Mathematically, for two discrete probability distributions $P$ and $Q$, the KL divergence is defined as the expected value of the logarithmic difference between $P$ and $Q$. The formula is expressed as: $$D_{KL}(P \parallel Q) = \sum_{x \\∈ \mathcal{X}} P(x) \log \frac{P(x)}{Q(x)}$$ This can be interpreted as the 'information gain' achieved when moving from prior $Q$ to posterior $P$, or the average number of extra bits required to encode samples from $P$ using a code optimized for $Q$.
In policy gradient methods, we seek to maximize the expected return $J(\theta)$. However, a standard gradient ascent step $\theta_{t+1} = \theta_t + \alpha \nabla J(\theta_t)$ can be dangerous. Because the relationship between parameters $\theta$ and the resulting distribution $\pi_{\theta}$ is highly non-linear, a small change in parameter space can lead to a massive collapse in the policy's performance. This is known as the 'cliff' problem, where the agent moves into a region of the parameter space where it can no longer collect useful data, leading to catastrophic forgetting.
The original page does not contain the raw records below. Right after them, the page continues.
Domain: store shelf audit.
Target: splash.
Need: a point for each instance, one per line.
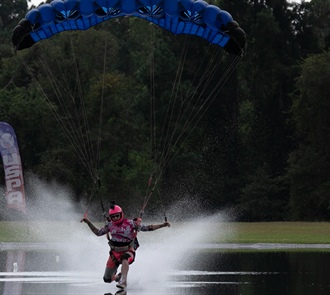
(162, 253)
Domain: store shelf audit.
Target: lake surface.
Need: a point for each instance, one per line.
(70, 269)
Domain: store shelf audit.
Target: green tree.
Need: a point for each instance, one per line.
(309, 164)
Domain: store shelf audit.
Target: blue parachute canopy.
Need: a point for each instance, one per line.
(177, 16)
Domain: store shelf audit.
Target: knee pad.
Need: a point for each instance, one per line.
(125, 256)
(107, 280)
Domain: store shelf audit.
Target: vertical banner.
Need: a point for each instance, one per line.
(15, 194)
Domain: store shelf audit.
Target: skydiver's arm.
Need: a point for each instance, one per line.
(93, 228)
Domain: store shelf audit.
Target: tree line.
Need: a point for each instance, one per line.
(261, 149)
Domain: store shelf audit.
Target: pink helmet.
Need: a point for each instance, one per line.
(114, 210)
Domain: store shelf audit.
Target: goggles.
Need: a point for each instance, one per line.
(115, 216)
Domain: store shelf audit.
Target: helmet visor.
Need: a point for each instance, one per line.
(115, 216)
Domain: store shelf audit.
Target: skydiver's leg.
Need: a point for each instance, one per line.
(110, 270)
(126, 259)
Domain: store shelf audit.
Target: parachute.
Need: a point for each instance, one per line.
(177, 16)
(15, 194)
(184, 102)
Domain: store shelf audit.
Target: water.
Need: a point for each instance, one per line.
(75, 269)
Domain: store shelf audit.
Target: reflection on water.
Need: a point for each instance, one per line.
(206, 273)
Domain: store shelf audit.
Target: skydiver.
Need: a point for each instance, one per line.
(123, 242)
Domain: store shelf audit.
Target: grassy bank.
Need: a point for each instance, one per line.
(280, 232)
(231, 232)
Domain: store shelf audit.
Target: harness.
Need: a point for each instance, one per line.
(121, 246)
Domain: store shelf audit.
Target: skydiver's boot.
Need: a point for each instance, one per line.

To mitigate this, we introduce a constraint on the update. Instead of trust-region optimization based on Euclidean distance, we constrain the KL divergence: $D_{KL}(\pi_{\theta_{old}} \parallel \pi_{\theta}) \le \delta$. This ensures that the new policy is 'close' to the old one in terms of probability mass. By limiting the divergence, we guarantee that the state-action visitation distribution does not shift too violently, which preserves the validity of the advantage estimates used to compute the gradient.
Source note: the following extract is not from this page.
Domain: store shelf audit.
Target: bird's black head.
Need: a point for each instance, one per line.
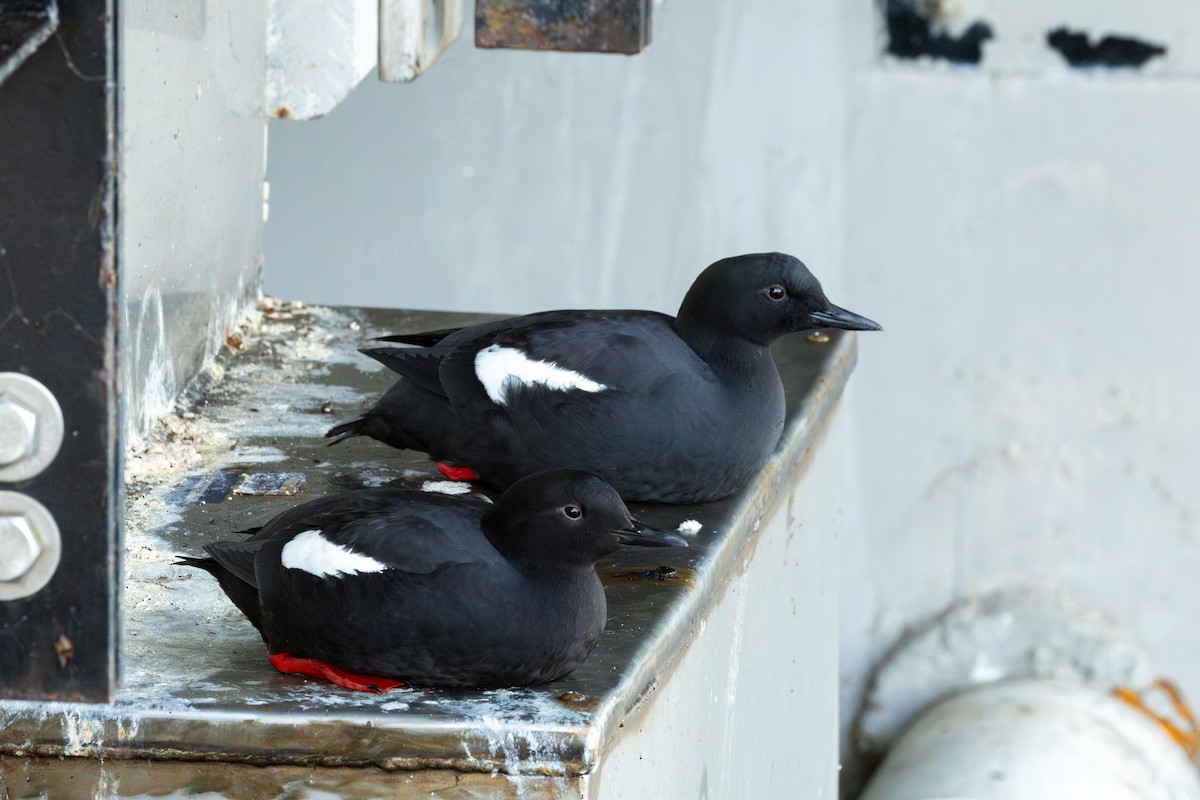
(760, 298)
(564, 517)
The most prominent implementation of this concept is Trust Region Policy Optimization (TRPO). TRPO formulates the update as a constrained optimization problem: $\\max_{\theta} E[\frac{\pi_{\theta}}{\pi_{\theta_{old}}} A^{\pi_{old}}]$ subject to $D_{KL}(\pi_{\theta_{old}} \parallel \pi_{\theta}) \le \delta$. By using a second-order Taylor expansion, TRPO approximates the KL divergence as a quadratic form involving the Fisher Information Matrix $F$: $$D_{KL}(\pi_{\theta_{old}} \parallel \pi_{\theta}) \approx \frac{1}{2}(\theta - \theta_{old})^T F(\theta_{old})(\theta - \theta_{old})$$ This transforms the constraint into a natural gradient update, which follows the steepest ascent on the manifold of probability distributions rather than the parameter plane.
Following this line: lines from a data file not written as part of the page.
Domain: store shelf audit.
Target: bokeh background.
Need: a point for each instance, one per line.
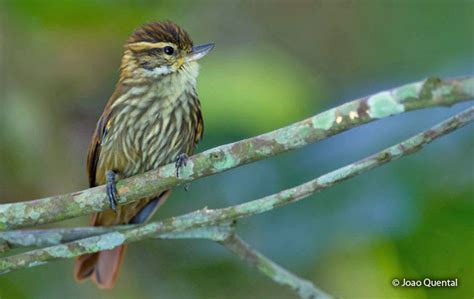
(275, 62)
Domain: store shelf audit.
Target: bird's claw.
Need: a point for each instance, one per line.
(181, 161)
(112, 194)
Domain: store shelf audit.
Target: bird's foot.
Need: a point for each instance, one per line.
(181, 161)
(112, 189)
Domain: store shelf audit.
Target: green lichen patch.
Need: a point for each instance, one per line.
(325, 120)
(383, 105)
(408, 92)
(225, 162)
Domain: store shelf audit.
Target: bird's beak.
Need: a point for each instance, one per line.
(199, 52)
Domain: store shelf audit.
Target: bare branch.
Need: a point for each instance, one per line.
(207, 217)
(304, 288)
(431, 92)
Proximal Policy Optimization (PPO) further simplifies this by replacing the hard constraint with a clipped surrogate objective. While TRPO solves a complex constrained problem, PPO limits the ratio $r_t(\theta) = \frac{\pi_{\theta}(a|s)}{\pi_{\theta_{old}}(a|s)}$ to be within a range, such as $[1-\epsilon, 1+\\epsilon]$. Although PPO does not strictly enforce a KL limit in its clipped form, it is functionally designed to achieve the same goal: preventing the policy from deviating too far from the data-collection policy, thereby ensuring stable and monotonic improvement.